In news– The Central Government has notified the Animal Birth Control Rules, 2023 vide G.S.R 193(E) dated 10th March, 2023 under Prevention of Cruelty to Animal Act, 1960 and after superseding the Animal Birth Control (Dog) Rules, 2001.
Key rules-
- They purportedly respond to three stimuli: strays cannot be relocated, as the Supreme Court of India has held; must not face cruelty; and must be cared for.
- The 2023 Rules require strays to be caught, vaccinated, neutered, and released back.
- The 2023 Rules also ask residents’ welfare associations to care for stray dogs and feed them away from the children and the elderly, at fixed intervals. This could further the dogs’ homelessness, and thus susceptibility to disease, injury, and discomfort.
- In the process, the Rules also transform “stray dogs” into a new class of “community animals”.
- The 2023 Rules, superseding the ABC (Dog) Rules, 2001, say that the birth control programmes for sterilisation and immunisation of stray dogs are to be carried out by the respective local bodies/ municipalities/ municipal corporations and panchayats.

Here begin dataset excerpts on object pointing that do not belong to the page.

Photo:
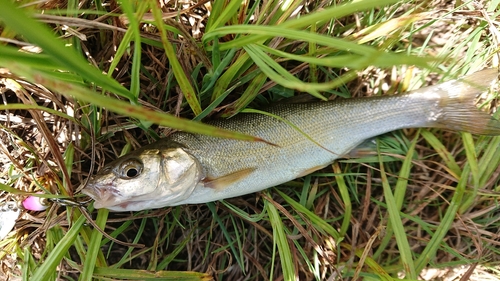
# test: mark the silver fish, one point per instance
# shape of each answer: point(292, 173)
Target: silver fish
point(189, 169)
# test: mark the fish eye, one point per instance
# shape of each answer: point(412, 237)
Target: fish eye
point(130, 169)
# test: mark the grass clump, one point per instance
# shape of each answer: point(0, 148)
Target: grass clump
point(83, 82)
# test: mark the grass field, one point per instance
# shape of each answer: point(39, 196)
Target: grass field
point(83, 82)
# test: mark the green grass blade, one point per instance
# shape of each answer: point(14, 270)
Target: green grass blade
point(470, 152)
point(397, 225)
point(318, 222)
point(48, 267)
point(122, 107)
point(228, 237)
point(433, 245)
point(181, 77)
point(281, 240)
point(344, 194)
point(94, 251)
point(55, 48)
point(443, 152)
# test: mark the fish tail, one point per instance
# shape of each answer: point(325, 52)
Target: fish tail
point(456, 109)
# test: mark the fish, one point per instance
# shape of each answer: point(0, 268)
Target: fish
point(300, 138)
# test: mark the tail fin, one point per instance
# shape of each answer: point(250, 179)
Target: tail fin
point(456, 109)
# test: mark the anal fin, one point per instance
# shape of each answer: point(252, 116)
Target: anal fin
point(222, 182)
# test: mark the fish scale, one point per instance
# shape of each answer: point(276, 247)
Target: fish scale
point(314, 135)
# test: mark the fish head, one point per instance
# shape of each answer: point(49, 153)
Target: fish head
point(151, 177)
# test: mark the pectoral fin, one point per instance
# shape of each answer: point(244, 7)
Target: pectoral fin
point(224, 181)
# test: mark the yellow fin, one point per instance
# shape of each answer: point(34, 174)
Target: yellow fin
point(310, 170)
point(226, 180)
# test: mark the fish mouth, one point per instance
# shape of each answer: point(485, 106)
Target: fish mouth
point(105, 196)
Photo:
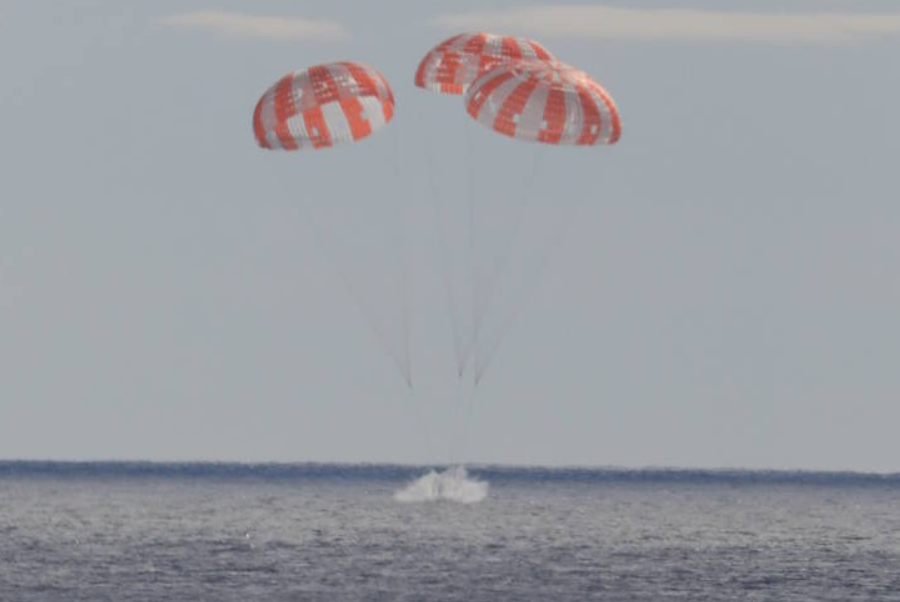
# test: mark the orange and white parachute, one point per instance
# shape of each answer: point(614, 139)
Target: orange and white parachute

- The Municipal Corporations need to implement the ABC and Anti Rabies Program jointly.
- The Rules also provides the guidelines how to deal with the human and stray dog conflicts without relocating the dogs in an area.
- One of the requirements under the Rule is that the Animal Birth Control Programme needs to be carried out by the Animal Welfare Board of India(AWBI) recognized organization specifically recognised for Animal Birth Control programme.
Note:
- According to the World Health Organization, 36% of the world’s and 65% of Southeast Asia’s rabies deaths happen in India.
- The National Rabies Control Programme has recorded 6,644 clinically suspected cases and deaths of human rabies in 2012-22.
- The Animal Birth Control Rules 2001 laid down the law for the only viable dog population management mechanism but its implementation was scanty and monitoring was altogether absent over two decades.